Noi europei dal 1945 abbiamo conosciuto soltanto la pace. Il sionismo ha il merito ideologico della sopravvivenza di Israele, perché ha elaborato l’ebraismo in senso laico, senza mai allontanarsene. Infatti è nato sulle fondamenta di una cultura che per tremila anni ha trovato strade di sopravvivenza nonostante in tanti abbiano cercato di eliminarla, e perché ha teorizzato che la salvezza si trova soltanto con le proprie forze. Tenacia, coraggio e determinazione quasi sovrannaturali e senza paragoni che a me vengano in mente lo hannomesso in piedi; è nato con le forze fisiche dei suoi stessi ideatori sulla sabbia, sulle rovine e fra le paludi.

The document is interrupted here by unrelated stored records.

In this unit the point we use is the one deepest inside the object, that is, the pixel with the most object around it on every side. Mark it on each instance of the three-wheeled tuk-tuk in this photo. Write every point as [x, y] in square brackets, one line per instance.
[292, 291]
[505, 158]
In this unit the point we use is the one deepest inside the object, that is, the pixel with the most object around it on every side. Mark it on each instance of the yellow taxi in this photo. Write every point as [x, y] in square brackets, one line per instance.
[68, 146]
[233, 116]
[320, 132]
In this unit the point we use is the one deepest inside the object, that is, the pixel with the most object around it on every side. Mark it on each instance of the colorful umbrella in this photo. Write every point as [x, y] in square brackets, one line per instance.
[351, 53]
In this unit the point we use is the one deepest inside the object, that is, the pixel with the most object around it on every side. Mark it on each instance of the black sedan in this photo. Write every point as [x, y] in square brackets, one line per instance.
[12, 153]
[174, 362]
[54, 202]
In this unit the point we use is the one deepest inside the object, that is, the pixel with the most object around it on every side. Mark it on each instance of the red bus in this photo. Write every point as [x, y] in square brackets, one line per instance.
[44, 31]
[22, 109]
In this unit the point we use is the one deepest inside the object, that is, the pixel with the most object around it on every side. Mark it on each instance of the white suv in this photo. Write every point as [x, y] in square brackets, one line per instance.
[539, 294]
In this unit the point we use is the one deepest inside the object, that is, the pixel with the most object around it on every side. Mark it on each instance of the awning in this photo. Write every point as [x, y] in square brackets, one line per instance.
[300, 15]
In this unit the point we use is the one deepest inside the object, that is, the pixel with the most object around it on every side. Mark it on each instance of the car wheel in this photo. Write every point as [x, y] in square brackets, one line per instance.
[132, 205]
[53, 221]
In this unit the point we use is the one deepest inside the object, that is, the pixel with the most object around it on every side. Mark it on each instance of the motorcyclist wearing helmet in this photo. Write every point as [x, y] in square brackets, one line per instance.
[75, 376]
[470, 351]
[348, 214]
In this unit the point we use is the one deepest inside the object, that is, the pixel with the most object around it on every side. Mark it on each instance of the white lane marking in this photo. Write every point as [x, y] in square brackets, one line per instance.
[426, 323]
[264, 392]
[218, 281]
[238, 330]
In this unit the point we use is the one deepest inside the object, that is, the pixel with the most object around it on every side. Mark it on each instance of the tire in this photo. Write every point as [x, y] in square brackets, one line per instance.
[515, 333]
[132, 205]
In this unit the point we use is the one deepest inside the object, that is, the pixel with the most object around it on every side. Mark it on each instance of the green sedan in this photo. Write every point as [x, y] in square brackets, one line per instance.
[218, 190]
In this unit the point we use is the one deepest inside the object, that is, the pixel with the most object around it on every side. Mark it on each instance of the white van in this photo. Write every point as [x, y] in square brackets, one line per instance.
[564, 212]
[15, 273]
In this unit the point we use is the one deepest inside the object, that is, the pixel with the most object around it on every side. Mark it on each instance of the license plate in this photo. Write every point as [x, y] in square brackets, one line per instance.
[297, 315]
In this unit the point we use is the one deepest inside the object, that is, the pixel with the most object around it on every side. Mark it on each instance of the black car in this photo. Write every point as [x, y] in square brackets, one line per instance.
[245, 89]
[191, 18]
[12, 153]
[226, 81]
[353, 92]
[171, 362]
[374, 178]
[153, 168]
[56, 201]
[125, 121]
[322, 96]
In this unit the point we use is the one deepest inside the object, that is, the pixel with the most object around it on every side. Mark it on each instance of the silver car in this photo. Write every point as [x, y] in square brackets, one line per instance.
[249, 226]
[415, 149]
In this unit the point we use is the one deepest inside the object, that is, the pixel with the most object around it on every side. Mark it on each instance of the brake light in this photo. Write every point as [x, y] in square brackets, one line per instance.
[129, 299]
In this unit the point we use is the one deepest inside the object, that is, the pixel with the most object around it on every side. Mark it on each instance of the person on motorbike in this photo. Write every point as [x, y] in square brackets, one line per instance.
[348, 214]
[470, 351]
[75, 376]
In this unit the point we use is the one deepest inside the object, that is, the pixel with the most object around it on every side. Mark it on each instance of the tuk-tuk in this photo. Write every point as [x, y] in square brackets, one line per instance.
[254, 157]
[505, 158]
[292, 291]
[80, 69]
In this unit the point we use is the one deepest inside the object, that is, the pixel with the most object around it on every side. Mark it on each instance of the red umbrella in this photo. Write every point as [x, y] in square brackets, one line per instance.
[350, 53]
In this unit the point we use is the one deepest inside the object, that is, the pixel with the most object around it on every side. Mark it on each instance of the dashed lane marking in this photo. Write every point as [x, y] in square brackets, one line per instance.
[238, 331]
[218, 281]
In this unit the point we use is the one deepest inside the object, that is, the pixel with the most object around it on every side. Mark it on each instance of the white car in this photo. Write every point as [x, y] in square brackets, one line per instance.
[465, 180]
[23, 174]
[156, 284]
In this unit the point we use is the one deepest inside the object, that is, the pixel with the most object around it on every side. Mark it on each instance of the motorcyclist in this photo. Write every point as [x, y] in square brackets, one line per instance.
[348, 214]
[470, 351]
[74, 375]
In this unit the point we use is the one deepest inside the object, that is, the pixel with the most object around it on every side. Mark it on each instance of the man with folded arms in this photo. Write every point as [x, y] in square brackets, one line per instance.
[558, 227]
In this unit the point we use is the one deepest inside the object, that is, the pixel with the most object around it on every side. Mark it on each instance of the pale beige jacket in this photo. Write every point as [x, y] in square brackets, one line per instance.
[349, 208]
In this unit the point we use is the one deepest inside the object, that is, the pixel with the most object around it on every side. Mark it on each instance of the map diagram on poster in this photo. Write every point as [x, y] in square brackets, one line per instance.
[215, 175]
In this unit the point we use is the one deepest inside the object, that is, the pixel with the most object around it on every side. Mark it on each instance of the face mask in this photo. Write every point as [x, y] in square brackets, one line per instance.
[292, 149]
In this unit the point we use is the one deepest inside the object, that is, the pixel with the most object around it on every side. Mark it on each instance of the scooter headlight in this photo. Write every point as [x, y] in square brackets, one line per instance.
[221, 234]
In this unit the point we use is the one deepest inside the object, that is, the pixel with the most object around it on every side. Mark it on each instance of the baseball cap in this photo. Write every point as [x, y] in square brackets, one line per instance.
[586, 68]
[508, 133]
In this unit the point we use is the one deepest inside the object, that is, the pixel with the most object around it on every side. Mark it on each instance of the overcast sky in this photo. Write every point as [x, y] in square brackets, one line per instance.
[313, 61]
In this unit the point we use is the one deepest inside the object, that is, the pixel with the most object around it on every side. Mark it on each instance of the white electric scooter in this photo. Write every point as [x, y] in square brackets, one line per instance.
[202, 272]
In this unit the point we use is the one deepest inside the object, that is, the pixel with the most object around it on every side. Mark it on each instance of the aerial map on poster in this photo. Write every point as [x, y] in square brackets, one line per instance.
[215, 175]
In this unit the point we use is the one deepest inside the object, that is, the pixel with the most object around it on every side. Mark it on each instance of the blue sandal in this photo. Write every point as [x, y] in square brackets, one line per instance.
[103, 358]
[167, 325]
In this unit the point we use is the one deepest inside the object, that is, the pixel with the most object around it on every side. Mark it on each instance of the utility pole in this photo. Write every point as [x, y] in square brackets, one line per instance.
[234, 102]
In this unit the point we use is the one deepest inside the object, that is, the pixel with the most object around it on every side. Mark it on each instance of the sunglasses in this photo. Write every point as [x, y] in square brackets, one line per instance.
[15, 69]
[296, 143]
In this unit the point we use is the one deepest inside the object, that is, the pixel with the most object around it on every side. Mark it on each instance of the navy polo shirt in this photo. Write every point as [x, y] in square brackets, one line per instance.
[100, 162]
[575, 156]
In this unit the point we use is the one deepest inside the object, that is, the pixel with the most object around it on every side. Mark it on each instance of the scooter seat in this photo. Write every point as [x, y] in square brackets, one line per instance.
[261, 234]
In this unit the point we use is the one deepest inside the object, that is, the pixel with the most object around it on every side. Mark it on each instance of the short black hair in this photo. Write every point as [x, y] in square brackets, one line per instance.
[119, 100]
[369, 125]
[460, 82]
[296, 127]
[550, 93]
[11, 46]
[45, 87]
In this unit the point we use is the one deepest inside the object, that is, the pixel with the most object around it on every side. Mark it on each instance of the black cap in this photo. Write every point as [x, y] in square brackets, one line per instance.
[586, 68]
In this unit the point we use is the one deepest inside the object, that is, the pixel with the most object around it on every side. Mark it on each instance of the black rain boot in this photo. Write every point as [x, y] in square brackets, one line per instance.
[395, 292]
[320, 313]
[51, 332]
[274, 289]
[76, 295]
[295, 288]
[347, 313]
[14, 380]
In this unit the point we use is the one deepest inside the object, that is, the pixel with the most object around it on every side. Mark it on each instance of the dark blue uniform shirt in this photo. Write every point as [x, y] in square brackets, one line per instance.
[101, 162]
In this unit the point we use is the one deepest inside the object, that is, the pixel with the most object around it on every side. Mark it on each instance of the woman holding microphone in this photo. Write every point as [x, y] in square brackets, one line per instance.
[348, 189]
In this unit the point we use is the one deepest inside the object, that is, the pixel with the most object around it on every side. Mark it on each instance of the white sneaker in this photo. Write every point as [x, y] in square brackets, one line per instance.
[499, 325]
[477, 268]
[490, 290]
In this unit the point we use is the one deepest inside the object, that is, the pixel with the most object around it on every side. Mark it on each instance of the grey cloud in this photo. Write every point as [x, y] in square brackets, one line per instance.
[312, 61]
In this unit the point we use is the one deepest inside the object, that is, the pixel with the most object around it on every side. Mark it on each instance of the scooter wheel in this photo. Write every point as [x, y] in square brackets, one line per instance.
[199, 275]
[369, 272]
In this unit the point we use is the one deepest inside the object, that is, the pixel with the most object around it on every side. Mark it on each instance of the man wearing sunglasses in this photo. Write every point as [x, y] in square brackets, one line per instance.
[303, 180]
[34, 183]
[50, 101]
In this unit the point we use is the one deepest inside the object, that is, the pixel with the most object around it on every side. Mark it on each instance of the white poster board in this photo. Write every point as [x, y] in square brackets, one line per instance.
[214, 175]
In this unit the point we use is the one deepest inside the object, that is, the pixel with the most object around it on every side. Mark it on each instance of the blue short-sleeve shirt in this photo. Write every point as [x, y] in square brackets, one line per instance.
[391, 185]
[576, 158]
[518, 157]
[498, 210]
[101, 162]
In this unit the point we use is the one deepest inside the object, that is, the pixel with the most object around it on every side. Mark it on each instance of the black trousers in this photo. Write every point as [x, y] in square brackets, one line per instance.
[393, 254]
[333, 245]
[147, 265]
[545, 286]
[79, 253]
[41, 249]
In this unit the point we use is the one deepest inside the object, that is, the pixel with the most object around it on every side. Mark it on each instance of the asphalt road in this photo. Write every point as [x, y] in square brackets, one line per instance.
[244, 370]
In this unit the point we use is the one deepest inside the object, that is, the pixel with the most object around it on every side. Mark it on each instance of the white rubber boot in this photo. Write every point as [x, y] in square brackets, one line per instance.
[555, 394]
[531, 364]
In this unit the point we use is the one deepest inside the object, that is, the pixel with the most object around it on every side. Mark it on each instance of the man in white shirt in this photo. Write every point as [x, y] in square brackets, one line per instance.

Se ci si chiede se questo modello abbia uno sfondo religioso, la risposta è «sì» anche se vi si sono innestate svariate ideologie, come il socialismo e il liberalismo. I religiosi naturalmente portano la fiaccola della tradizione, ma i molti israeliani che non portano la kippà ne indossano tuttavia una individuale che è stata definita «trasparente»: non si vede, ma ciascuno, o quasi, ce l’ha. Il concetto di normatività è insito nell’anima ebraica anche quando è laica. Il più blando degli ebrei pure non si sottrae al brit millà, la circoncisione alla nascita dei figli, né alla sepoltura religiosa. Fra questi due appuntamenti ce ne sono tanti come le feste comandate, il cibo kashèr, l’evitare di viaggiare, di lavorare, di rispondere al telefono di sabato, e ciascuno disegna l’ebraismo a sua immagine e somiglianza, chi osservando questa mitzwà (precetto religioso) e chi quella. C’è chi non mangia maiale ma va in macchina il sabato, chi lo mangia e digiuna a Kippur, chi non digiuna ma non risponde al telefono di sabato. Nessuno si dimentica di essere ebreo in un Paese che vende con naturalità cibo kashèr nelle maggiori catene di supermarket e di ristoranti, che rispetta tutte le feste, che elimina il pane e i cibi lievitati dal mercato quando è la Pasqua ebraica. Nessuno ignora il particolare attaccamento per la famiglia e le sue ricorrenze, che insegue chiunque in maniera un po’ ossessiva con bar mitzwà (il compimento della maggiore età religiosa) e matrimoni. Anche se è un Paese laico, in cui tutte le istituzioni basilari, il governo, il potere giudiziario, l’esercito, la polizia, le scuole, vantano indipendenza dalla religione, Israele manda tuttavia un messaggio fortemente ebraico che invita a una cultura di valori. Il richiamo ai «valori ebraici» è di tutte le forze politiche, compresa e forse soprattutto la sinistra. Il coraggio, la forza di sopportazione, il senso di sacrificio combattono bene con l’egoismo, l’edonismo, l’individualismo della società capitalista e democratica, pure presenti, perché la cornice morale collettiva non è stata cancellata, per quanti colpi possa ricevere dall’individualismo di una società di libero mercato e anche povera. Al di là dei nostri interessi immediati, suggerisce senza tregua il panorama morale circostante, ce ne sono di trascendenti che puoi chiamare come vuoi, ma riguardano le ragioni profonde che ci hanno portato da una parte a costruire la democrazia, e dall’altra a salvare la pelle per tanti anni.